Caçadores de Velório
Já ouvimos falar dos Caçadores da Arca Perdida, Caçadores das Galáxias, Caçadores do Santo Graal, Caçadores de Emoção, Caçadores de Mentes, Caçadores de Recompensas. Tudo isto já foi eternizado por Hollywood em filmes, muitos de sucesso de público e crítica.
É que ninguém pensou em fazer uma produção sobre os Caçadores de Velórios. Isto mesmo. Lá perto de casa tinha uns quatro compadres que não podiam perder um velório. Era um evento social, diversão, passatempo, reencontro de amigos, conversa, chimarrão e era comum panelões de “brodo” em noites frias. Café a noite toda para velar o “santo” .Muitas vezes tinha roda de violão, cantoria, cachaça e vinho. E o morto? Solito no más, na sala, já que a diversão estava melhor lá no lado da casa.
Semana passada, falando com o tio Nelson Guimarães, comentei com ele, que os compadres não podiam ver um velório. Escutavam a Rádio Erechim para ver os avisos da Funerária Passuelo. Era mais ou menos assim que o locutor anunciava : “É com pesar que comunicamos o falecimento do fulano de tal, conhecido como cicrano. O Féretro está sendo velado em tal lugar e o corpo segue para missa de corpo presente tal hora. Depois será sepultado no cemitério municipal Haverá ônibus de ida e volta”. Sabedores do evento, estava pronta a caça ao velório. Como não havia telefones, era fácil caminhar até a casa ao lado ou próxima para avisar os compadres da novidade. Às vezes a piazada levava o recado.
Eram quatro cavaleiros do Apocalipse na minha quadra: meu pai o Fábio, o compadre Nelson, o Chiodi que morava ao lado e o Abrahão Aoach, da rua de cima. Abrahão era um judeu bem de vida, com duas lojas perto da rodoviária. Sempre de carro novo. Todo ano ia na Ford e pegava um Corcel estalando de bonito.
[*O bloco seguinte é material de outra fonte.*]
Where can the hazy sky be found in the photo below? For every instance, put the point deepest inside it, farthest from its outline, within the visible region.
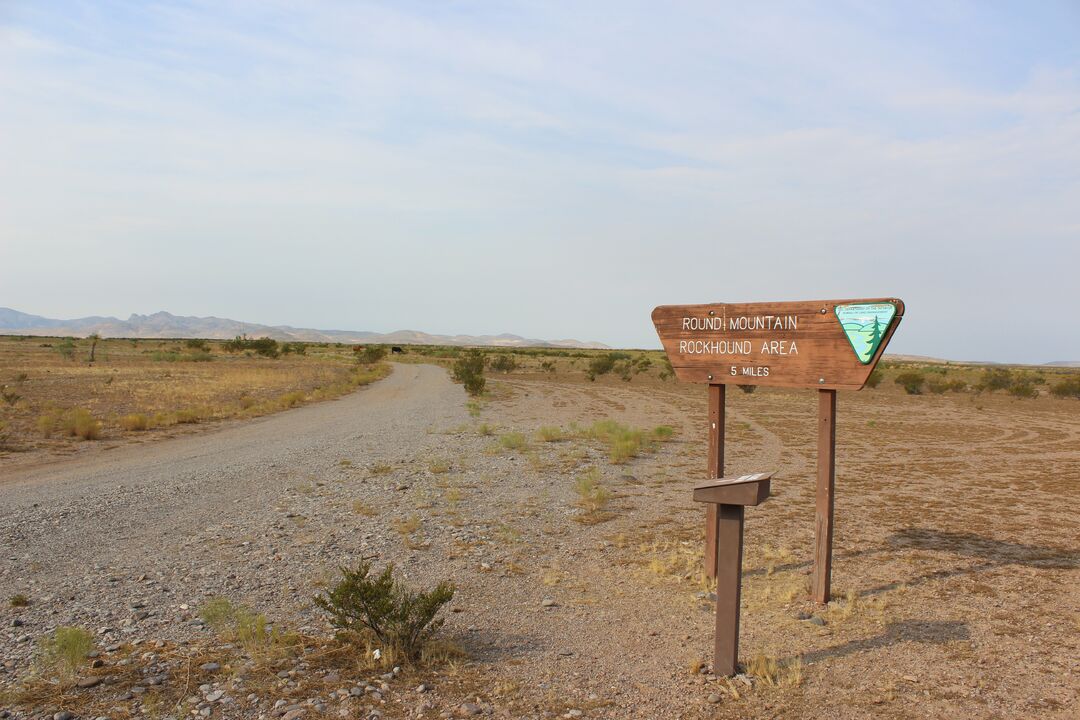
(552, 170)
Lembro de um modelo 75 branco com listras pretas no capô e laterais. Um luxo.
Numa tarde de sábado o Abrahão encontrou o Nelson Guimarães na rua Liberato Salzano, perto da escadaria e o convidou para um velório e já deu o recado. - Avisa o Lima também.
Guimarães queria mais detalhes de quem era o morto, afinal não tinha dado na rádio. Não ouviu nem o Jovino e nem o Tramotina falar nada. Na outra rádio o Jerônimo Nunes não irradiou também. Quem seria?
Mas Abrahão quem é o falecido? É conhecido nosso?
Não! Nem conheço, mas vamos lá quero aproveitar que tem bastante gente para vender um “fogon” a lenha usado.
Só restou ao Nelson dar uma risada. O judeu queria caçar um velório, de gente que nem conhecia para vender um fogão usado. Vai que alguém lá precisa.
Quer saber se foram?
Foram sim, afinal não tinha muito o que fazer num final de semana em Erechim. Velório era um acontecimento e não vão me acreditar, o Abrahão vendeu o fogão. Veio para casa com uns pilas no bolso.
Bom final de semana e escutem a rádio para ver se tem algum anúncio fúnebre. Numa noite fria certamente vão servir uma sopa bem quentinha e um brodo com caldo grosso. Se tiver algum com boa concorrência, café passado na hora e um caldo de galinha bem forte e quente,me avisem. Vai esfriar.